We agree with the IRS that the trustee, by entering into a contract for sale and obtaining an order confirming sale, had legally bound the trust to sell the property. "[W]hen a binding agreement of sale is entered into by the parties, an equitable conversion is worked; the purchaser becomes the equitable owner of the land and the seller the owner of the purchase price." (Vigli v. Davis (1947) 79 Cal.App.2d 237, 254; Lynch v. Cunningham, supra, 131 Cal.App. at p. 173.)

That is not to say, however, that the conversion occurred upon the date of the order confirming sale. Prior decisions have held that the conversion occurs on the closing date, whether or not the sale takes place. " 'The rule of equitable conversion merely amounts to this, that where there is a mandate to sell at a future time, equity, upon the principle of regarding that done which ought to be done, will for certain purposes and in aid of justice consider the conversion as effected at the time when the sale ought to take place, whether the land be then really sold or not.' " (Vigli v. Davis, supra, 79 Cal.App.2d at p. 255.)

The IRS would have us advance the date of sale in this case to the date of the order confirming sale. We see no reason to depart from the existing rule. If a buyer defaults before the closing date, the court may vacate its order confirming sale and direct the trustee to find another buyer. Although a defaulting buyer would remain subject to liability for losses, including consequential damages, caused by the default (Prob. Code. §§10350, 10351), the buyer would not be obligated to purchase the property. We conclude, applying the usual rule, that the IRS' preexisting tax liens immediately attached to Stone's personal property interest upon the date escrow closed, March 21, 1996 . 6

Before the IRS liens could attach, however, Stone had assigned his interest to the Plan on August 4, 1995 . Accordingly, the IRS' liens are not entitled to priority. "Under federal tax law, a contest between the federally created tax lien and a competing lien is resolved by the first-in-time, first-in-right rule. United States v. City of New Britain [54-1 USTC ¶9191], 347 U.S. 81, 85 . . . (1954)." (Cavanaugh v.

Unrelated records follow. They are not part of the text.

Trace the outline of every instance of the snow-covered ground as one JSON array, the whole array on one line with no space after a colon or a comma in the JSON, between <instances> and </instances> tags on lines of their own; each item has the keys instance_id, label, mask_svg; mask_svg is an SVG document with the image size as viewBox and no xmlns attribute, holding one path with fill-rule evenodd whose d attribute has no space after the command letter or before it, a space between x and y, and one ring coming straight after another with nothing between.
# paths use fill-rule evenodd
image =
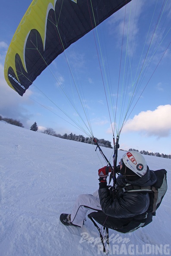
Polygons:
<instances>
[{"instance_id":1,"label":"snow-covered ground","mask_svg":"<svg viewBox=\"0 0 171 256\"><path fill-rule=\"evenodd\" d=\"M102 148L109 159L112 150ZM0 256L104 255L89 219L81 228L59 219L78 196L98 189L106 163L95 149L0 122ZM170 254L171 159L144 156L150 169L168 171L168 191L148 226L124 234L109 230L109 255Z\"/></svg>"}]
</instances>

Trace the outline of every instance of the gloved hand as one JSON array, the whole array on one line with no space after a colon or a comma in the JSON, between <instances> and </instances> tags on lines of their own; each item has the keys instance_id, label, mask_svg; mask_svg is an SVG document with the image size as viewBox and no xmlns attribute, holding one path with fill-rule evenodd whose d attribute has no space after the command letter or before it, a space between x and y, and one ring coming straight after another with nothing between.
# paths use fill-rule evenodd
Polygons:
<instances>
[{"instance_id":1,"label":"gloved hand","mask_svg":"<svg viewBox=\"0 0 171 256\"><path fill-rule=\"evenodd\" d=\"M104 166L98 170L98 175L100 177L99 179L100 182L106 182L106 178L109 176L109 173L111 172L111 169L109 166Z\"/></svg>"}]
</instances>

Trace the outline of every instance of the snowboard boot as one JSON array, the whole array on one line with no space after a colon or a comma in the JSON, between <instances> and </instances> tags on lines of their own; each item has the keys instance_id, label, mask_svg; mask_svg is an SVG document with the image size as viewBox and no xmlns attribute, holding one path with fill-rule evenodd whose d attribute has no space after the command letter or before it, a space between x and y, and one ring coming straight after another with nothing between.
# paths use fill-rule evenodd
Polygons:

Cavanaugh, supra, 153 B.R. at p. 228.) This priority rule applies "unless Congress has created a different priority rule to govern the particular situation." (Petro Source Partners, Ltd. v. 3-B Rattlesnake Refining (1990) Ltd., supra [93-1 USTC ¶70.029; 94-1 USTC ¶50,053], 827 F.Supp. at p. 1269.) There is no contention that a special priority applies here.

We hold that the federal tax liens are inferior to the Plan's previously acquired assignment of Stone's interest in August 1995. Accordingly, the trial court correctly awarded the interpleaded funds to the Plan.

II

The IRS alternatively contends that it "is entitled to an award of $55,010.65, or 65.5 percent, of the funds deposited with the Los Angeles County Treasurer. This is because at the time of Beasley's death $380,704.90, or 65.5 percent of the total Trust assets worth $580,996.57, consisted of cash, stocks, and bonds, i.e., personal property. This fact is reflected in the Trustee's Final Report--to which no party filed an objection and which the Superior Court approved--and nothing in the record contradicts it."

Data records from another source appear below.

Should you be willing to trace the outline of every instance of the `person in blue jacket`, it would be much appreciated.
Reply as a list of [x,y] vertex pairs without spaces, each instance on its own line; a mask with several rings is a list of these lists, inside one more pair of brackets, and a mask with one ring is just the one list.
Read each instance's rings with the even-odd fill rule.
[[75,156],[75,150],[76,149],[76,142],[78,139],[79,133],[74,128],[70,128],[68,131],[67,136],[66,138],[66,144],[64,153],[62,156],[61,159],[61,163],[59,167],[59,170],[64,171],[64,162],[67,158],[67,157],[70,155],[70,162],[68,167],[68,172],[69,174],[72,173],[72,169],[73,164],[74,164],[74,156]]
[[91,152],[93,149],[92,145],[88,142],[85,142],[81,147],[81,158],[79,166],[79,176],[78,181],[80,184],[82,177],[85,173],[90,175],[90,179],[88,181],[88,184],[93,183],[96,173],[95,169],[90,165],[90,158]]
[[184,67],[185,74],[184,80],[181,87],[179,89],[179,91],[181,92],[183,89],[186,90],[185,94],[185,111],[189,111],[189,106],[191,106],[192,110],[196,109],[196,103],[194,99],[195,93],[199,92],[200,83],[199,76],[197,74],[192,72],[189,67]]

The trustee's final report, however, was not filed until July 31, 1996 , several months after the escrow on the sale of real property had closed on March 21, 1996 . The final report indicated that "a significant portion of the residue of the Trust was distributed to the residuary beneficiaries" pursuant to a court order entered on December 29, 1994 . That order and the resulting initial distribution were made while the real property transaction was still in escrow. Accordingly, the initial distribution could not have been made with proceeds traceable to the sale of the real property, and must necessarily have been made with personal property assets. It thus follows that the IRS' reliance upon the final report to show the ratio of real and personal property held by the trust at the time of Beasley's death is misplaced. Even assuming there was once a 65.5 to 34.5 percent ratio of real to personal property assets when Beasley died, that ratio no longer existed when the trustee's final report was filed, due to the initial distribution made by the trustee while the real property transaction was in escrow.

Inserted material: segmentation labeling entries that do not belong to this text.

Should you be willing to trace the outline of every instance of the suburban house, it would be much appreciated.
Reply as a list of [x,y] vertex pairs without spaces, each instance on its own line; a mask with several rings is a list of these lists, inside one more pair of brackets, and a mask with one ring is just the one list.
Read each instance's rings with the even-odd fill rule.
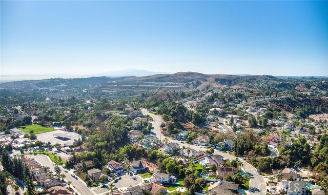
[[224,140],[222,142],[219,142],[215,145],[215,148],[219,150],[234,150],[235,143],[231,139]]
[[144,134],[141,131],[137,130],[131,130],[129,131],[129,138],[131,142],[135,142],[138,137],[141,136]]
[[281,172],[282,174],[282,181],[290,180],[290,178],[293,178],[293,180],[295,181],[297,178],[297,174],[295,171],[287,167],[282,169],[272,169],[272,172],[274,174]]
[[[87,167],[93,165],[93,162],[92,161],[87,161],[84,162],[87,165]],[[82,164],[83,163],[78,163],[74,165],[74,168],[77,171],[80,171],[82,170]]]
[[207,146],[209,143],[209,136],[207,135],[202,135],[193,140],[191,143],[202,146]]
[[163,146],[163,148],[167,153],[173,153],[179,150],[179,144],[176,143],[170,142]]
[[237,193],[239,185],[233,182],[220,181],[209,186],[210,195],[233,195]]
[[174,183],[175,181],[174,176],[170,174],[161,172],[154,173],[150,178],[149,181],[151,182],[160,182],[160,183]]
[[188,131],[182,131],[180,132],[176,133],[174,134],[174,138],[177,139],[182,139],[183,140],[186,140],[188,138]]
[[[125,188],[119,188],[118,191],[122,195],[142,195],[142,189],[141,186],[137,185],[135,186],[132,186],[132,185],[129,186],[126,189]],[[124,189],[122,190],[122,189]],[[114,193],[116,194],[116,193]]]
[[194,162],[209,167],[212,165],[220,166],[224,163],[223,157],[218,154],[207,155]]
[[132,168],[132,171],[140,172],[144,171],[146,169],[146,164],[143,163],[141,161],[135,161],[133,160],[131,163],[131,167]]
[[153,195],[159,193],[167,193],[167,189],[161,185],[160,182],[155,182],[142,185],[142,190],[148,191]]
[[51,188],[51,187],[61,185],[61,183],[58,181],[56,179],[51,178],[45,180],[43,182],[41,183],[41,186],[45,186],[46,189]]
[[112,160],[108,163],[108,166],[117,173],[124,171],[125,167],[122,163],[118,163]]
[[92,169],[88,171],[88,174],[94,182],[98,182],[100,181],[101,177],[104,177],[104,179],[108,180],[108,176],[106,172],[98,169]]
[[49,195],[71,194],[71,192],[65,187],[56,186],[48,189]]
[[222,179],[224,179],[227,176],[232,177],[238,172],[238,168],[233,167],[219,167],[216,169],[216,174]]
[[280,189],[287,192],[287,195],[305,195],[306,182],[304,181],[294,182],[283,181]]
[[179,150],[179,154],[188,158],[197,157],[203,153],[202,151],[197,151],[192,148],[181,149]]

The IRS has failed to demonstrate that the trial court's award of the whole of the interpleaded funds to the Plan was erroneous. We rely on the familiar rule that, " 'A judgment or order of the lower court is presumed correct. All intendments and presumptions are indulged to support it on matters as to which the record is silent, and error must be affirmatively shown. . . .' [Citations.]" (Denham v. Superior Court (1970) 2 Cal.3d 557, 564.)

DISPOSITION

We affirm the order awarding the interpleaded funds to the Plan. We direct the county treasurer to release the funds accordingly. The Plan is entitled to costs on appeal.

We concur:

VOGEL (Miriam A.), J.

DUNN, J. *

1 For the sake of convenience, all further references to the Internal Revenue Service (IRS) are meant to include the appellant United States .

2 This initial $400,000 valuation was only an estimate by the trustee of the property's value. According to the trustee's final report, the $400,000 valuation was "arbitrarily placed on the property for purposes of this Trust by [the trustee], without benefit of any appraisal, at the time of the creation of this Trust in 1990." Ultimately, the property was sold in 1996 for about $200,000. The trustee's final report explained that the property value "declined substantially because of the effects of both the general real estate depression in Southern California as well as the civil unrest which occurred in the area of Los Angeles County in which the property was located." In her final report, the trustee reported a loss (for accounting purposes) on the sale of $199,708.33.

3 The trust instrument contained a spendthrift clause that prohibited the beneficiaries from selling, assigning, pledging, mortgaging, encumbering, alienating, or impairing all or any part of their interest in the trust or in the trust's principal or income. The Plan argued successfully below that the spendthrift clause was extinguished upon Beasley's death, when the trust terminated. The IRS does not challenge on appeal the trial court's ruling on this point. Accordingly, we will not address it.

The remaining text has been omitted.